Economists who consider cryptocurrency without merit have likely never tried to book a last-minute charter flight after banking hours or paid the high credit card fees levied on a trip costing tens or hundreds of thousands of dollars. Because although the charter industry is built partly on the promise of being ready when you are, that pledge is conditional: airplanes don’t move until operators get paid, and cryptocurrency advocates say it can sometimes be the best solution for making quick, low-fee bookings.

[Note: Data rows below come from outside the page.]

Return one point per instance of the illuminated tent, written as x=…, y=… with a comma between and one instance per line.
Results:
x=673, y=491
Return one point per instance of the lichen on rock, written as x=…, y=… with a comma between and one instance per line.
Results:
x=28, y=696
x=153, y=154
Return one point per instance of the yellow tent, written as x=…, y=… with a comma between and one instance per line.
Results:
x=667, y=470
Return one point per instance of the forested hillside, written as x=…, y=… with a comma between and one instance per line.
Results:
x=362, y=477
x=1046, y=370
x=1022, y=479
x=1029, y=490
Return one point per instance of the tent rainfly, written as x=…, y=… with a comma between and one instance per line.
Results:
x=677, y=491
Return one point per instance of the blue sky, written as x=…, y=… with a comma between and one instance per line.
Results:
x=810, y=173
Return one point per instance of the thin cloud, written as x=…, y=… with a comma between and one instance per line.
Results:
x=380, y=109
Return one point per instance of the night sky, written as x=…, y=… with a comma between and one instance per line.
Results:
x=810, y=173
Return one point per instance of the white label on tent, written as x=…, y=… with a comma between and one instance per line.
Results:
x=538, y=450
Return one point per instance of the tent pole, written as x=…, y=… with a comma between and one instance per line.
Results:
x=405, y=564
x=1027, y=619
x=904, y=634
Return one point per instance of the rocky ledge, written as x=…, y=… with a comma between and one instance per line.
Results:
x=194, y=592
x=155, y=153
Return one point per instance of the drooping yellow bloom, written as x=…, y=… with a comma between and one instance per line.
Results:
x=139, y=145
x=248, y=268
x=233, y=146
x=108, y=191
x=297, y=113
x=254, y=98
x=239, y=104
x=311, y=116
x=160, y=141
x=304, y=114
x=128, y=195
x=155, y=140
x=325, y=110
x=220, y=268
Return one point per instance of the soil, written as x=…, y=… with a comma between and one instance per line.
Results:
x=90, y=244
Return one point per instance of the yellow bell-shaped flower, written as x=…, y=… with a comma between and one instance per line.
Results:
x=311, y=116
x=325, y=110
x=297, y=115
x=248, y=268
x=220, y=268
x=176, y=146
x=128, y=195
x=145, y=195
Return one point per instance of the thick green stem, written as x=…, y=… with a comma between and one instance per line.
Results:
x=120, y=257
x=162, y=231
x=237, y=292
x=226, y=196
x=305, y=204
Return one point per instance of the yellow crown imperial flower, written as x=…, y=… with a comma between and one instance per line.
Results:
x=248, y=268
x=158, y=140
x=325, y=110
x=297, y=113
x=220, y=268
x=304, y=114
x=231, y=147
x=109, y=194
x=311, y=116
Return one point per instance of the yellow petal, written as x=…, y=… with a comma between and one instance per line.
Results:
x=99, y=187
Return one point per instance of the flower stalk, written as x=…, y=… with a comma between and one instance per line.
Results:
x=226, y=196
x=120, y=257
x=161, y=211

Moreover, notwithstanding this year’s collapse in cryptocurrency values, customer demand for digital currency payment options continues.
Identifying the rewards and risks associated with paying for your flights with digital coins.

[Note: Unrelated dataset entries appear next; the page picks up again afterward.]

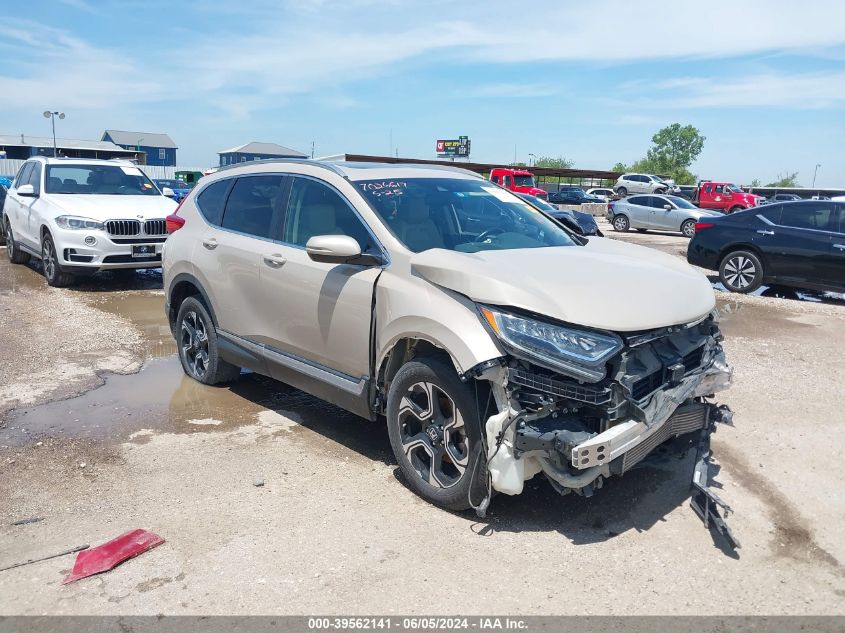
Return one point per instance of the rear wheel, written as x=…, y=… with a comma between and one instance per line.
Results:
x=688, y=228
x=15, y=254
x=434, y=430
x=50, y=261
x=198, y=348
x=621, y=223
x=741, y=271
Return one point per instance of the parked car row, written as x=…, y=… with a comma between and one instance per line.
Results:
x=79, y=216
x=792, y=244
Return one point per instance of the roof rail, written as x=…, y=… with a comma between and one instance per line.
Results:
x=289, y=161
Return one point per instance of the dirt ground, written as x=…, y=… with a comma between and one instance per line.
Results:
x=101, y=433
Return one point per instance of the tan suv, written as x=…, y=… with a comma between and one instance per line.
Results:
x=497, y=344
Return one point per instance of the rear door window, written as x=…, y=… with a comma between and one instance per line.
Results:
x=212, y=200
x=255, y=205
x=819, y=217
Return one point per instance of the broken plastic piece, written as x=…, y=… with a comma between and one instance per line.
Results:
x=109, y=555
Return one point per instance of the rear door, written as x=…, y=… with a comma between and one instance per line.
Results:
x=241, y=213
x=800, y=248
x=639, y=212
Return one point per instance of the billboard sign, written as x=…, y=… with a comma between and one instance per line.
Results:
x=455, y=148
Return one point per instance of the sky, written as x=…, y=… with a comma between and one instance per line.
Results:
x=764, y=81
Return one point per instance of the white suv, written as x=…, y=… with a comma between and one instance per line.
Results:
x=80, y=216
x=640, y=183
x=434, y=298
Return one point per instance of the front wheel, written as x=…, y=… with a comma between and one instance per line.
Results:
x=15, y=254
x=741, y=271
x=198, y=349
x=621, y=223
x=434, y=430
x=50, y=261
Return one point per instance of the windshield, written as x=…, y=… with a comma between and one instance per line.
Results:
x=173, y=184
x=116, y=180
x=537, y=202
x=524, y=181
x=459, y=215
x=681, y=203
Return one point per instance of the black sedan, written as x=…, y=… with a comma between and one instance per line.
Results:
x=793, y=244
x=581, y=223
x=572, y=195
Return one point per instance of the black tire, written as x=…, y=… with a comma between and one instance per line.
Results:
x=50, y=262
x=688, y=228
x=621, y=223
x=421, y=434
x=196, y=340
x=741, y=271
x=15, y=254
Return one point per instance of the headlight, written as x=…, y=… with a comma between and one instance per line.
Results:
x=82, y=224
x=577, y=353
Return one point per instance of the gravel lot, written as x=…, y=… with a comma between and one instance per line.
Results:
x=333, y=529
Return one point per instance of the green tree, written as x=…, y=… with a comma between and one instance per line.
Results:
x=786, y=180
x=560, y=162
x=674, y=148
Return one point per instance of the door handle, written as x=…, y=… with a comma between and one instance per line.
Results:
x=274, y=261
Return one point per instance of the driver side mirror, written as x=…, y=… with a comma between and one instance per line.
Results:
x=27, y=191
x=338, y=249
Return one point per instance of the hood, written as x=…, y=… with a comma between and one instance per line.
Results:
x=117, y=207
x=606, y=284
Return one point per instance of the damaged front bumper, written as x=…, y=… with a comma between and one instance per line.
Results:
x=577, y=434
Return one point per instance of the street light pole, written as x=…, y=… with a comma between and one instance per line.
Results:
x=52, y=116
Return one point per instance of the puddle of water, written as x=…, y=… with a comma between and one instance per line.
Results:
x=162, y=398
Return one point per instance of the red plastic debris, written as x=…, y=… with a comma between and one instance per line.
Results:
x=109, y=555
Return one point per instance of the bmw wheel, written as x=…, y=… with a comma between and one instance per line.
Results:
x=198, y=348
x=50, y=261
x=434, y=430
x=16, y=255
x=741, y=271
x=621, y=223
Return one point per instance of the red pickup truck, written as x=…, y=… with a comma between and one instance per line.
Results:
x=517, y=180
x=724, y=196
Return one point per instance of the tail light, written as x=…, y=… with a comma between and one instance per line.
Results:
x=173, y=221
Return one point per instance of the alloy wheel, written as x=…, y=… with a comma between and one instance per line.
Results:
x=193, y=340
x=740, y=271
x=48, y=257
x=433, y=435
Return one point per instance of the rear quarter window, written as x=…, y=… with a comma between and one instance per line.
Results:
x=212, y=200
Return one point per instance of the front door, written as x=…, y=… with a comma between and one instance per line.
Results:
x=800, y=248
x=318, y=312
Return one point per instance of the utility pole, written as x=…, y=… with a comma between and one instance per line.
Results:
x=52, y=116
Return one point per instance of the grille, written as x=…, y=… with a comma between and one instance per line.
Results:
x=155, y=227
x=685, y=420
x=123, y=227
x=547, y=384
x=651, y=383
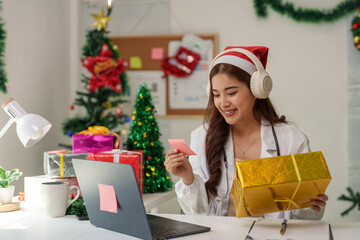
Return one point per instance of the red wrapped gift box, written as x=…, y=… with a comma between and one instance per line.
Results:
x=134, y=158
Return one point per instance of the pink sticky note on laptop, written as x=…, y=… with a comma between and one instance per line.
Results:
x=181, y=146
x=108, y=200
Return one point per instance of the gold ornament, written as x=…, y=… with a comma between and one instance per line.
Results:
x=124, y=132
x=100, y=20
x=356, y=39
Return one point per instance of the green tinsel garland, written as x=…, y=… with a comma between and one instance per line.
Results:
x=305, y=14
x=3, y=78
x=355, y=28
x=353, y=197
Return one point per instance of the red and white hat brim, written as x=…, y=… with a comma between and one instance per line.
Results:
x=237, y=61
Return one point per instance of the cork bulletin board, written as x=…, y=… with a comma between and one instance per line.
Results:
x=141, y=46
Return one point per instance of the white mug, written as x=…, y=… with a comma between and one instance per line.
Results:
x=54, y=197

“A growing number of individuals are holding cryptocurrency and are willing to spend it, and they are ignored by many [charter] companies,” says Simona Moosar, business development manager at Ecommpay, a European e-payment processor that handles such payments for some two dozen charter firms.

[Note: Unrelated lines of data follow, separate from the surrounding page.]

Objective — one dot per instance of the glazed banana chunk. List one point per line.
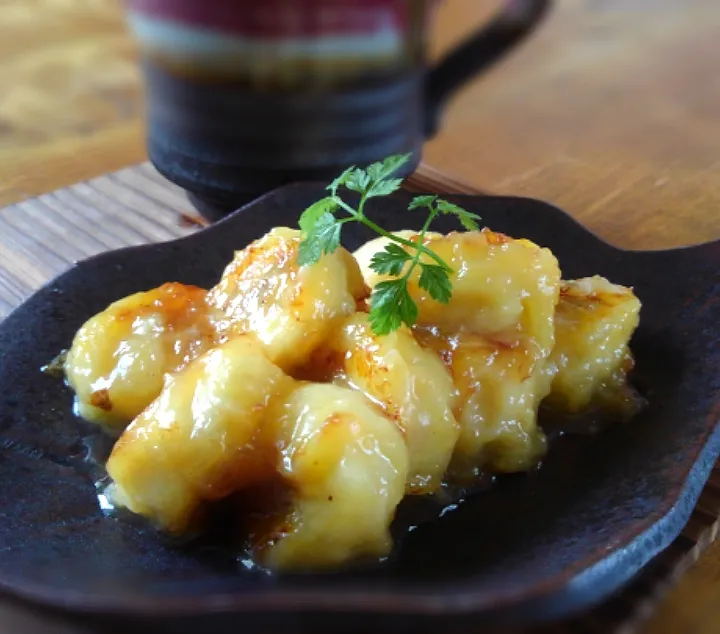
(119, 358)
(346, 464)
(413, 387)
(202, 439)
(289, 308)
(594, 321)
(501, 384)
(498, 284)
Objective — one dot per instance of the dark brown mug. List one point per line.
(246, 95)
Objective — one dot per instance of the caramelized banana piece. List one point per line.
(594, 321)
(119, 358)
(498, 284)
(501, 384)
(289, 308)
(413, 387)
(346, 464)
(201, 439)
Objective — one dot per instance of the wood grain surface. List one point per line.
(608, 111)
(39, 238)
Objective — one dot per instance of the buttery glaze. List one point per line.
(119, 359)
(594, 321)
(411, 385)
(347, 465)
(289, 308)
(272, 388)
(201, 439)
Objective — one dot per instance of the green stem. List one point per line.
(421, 236)
(386, 234)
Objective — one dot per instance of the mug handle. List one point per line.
(516, 20)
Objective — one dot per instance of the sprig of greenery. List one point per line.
(391, 304)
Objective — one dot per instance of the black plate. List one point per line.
(534, 546)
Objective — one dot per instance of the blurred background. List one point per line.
(611, 111)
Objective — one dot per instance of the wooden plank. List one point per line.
(39, 238)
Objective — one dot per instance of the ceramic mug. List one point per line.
(246, 95)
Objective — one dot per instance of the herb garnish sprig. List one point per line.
(390, 303)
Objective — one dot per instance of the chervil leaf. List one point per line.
(390, 260)
(357, 181)
(383, 188)
(340, 180)
(467, 219)
(382, 169)
(436, 281)
(421, 201)
(391, 306)
(314, 212)
(323, 238)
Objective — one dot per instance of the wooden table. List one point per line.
(610, 111)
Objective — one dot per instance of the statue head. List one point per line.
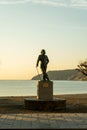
(43, 52)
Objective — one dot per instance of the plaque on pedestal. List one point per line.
(45, 90)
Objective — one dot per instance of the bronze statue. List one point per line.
(43, 58)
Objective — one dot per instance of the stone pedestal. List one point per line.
(45, 100)
(45, 90)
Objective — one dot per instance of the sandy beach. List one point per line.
(75, 103)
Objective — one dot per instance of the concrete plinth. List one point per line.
(45, 90)
(35, 104)
(45, 100)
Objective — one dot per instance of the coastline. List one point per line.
(74, 103)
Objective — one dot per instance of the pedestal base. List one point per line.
(35, 104)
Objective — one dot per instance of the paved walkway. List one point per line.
(43, 120)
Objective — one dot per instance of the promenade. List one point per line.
(43, 120)
(13, 115)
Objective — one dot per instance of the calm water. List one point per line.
(29, 87)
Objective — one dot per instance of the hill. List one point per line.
(70, 74)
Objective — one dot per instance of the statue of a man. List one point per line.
(43, 58)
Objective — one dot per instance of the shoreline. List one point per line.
(75, 103)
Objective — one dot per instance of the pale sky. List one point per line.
(27, 26)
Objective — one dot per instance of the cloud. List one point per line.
(55, 3)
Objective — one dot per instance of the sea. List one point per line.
(29, 87)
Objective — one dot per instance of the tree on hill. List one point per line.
(82, 67)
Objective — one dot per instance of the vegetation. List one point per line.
(82, 67)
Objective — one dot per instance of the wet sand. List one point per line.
(75, 103)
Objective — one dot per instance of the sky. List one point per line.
(28, 26)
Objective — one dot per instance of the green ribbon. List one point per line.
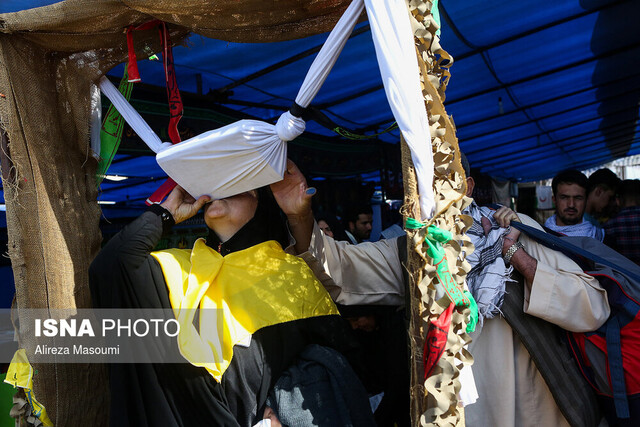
(111, 131)
(434, 239)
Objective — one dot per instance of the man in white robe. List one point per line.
(511, 389)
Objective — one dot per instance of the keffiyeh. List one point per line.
(489, 274)
(585, 228)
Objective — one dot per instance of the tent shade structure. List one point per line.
(546, 88)
(534, 89)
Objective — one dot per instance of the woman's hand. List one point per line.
(294, 198)
(292, 194)
(182, 205)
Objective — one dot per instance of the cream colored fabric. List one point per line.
(367, 273)
(510, 387)
(561, 292)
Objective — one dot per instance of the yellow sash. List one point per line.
(238, 294)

The demand is reportedly driven mostly by 35-and-younger, crypto-savvy clientele, but the extent of that demand is hard to assess. Payment processors don’t make the information public, and some charter providers cite only rough uptake percentages, often without defining whether the figures represent customers or revenues. However, recent data indicates that between 23 million and 27 million Americans own bitcoin, the first and still dominant cryptocurrency.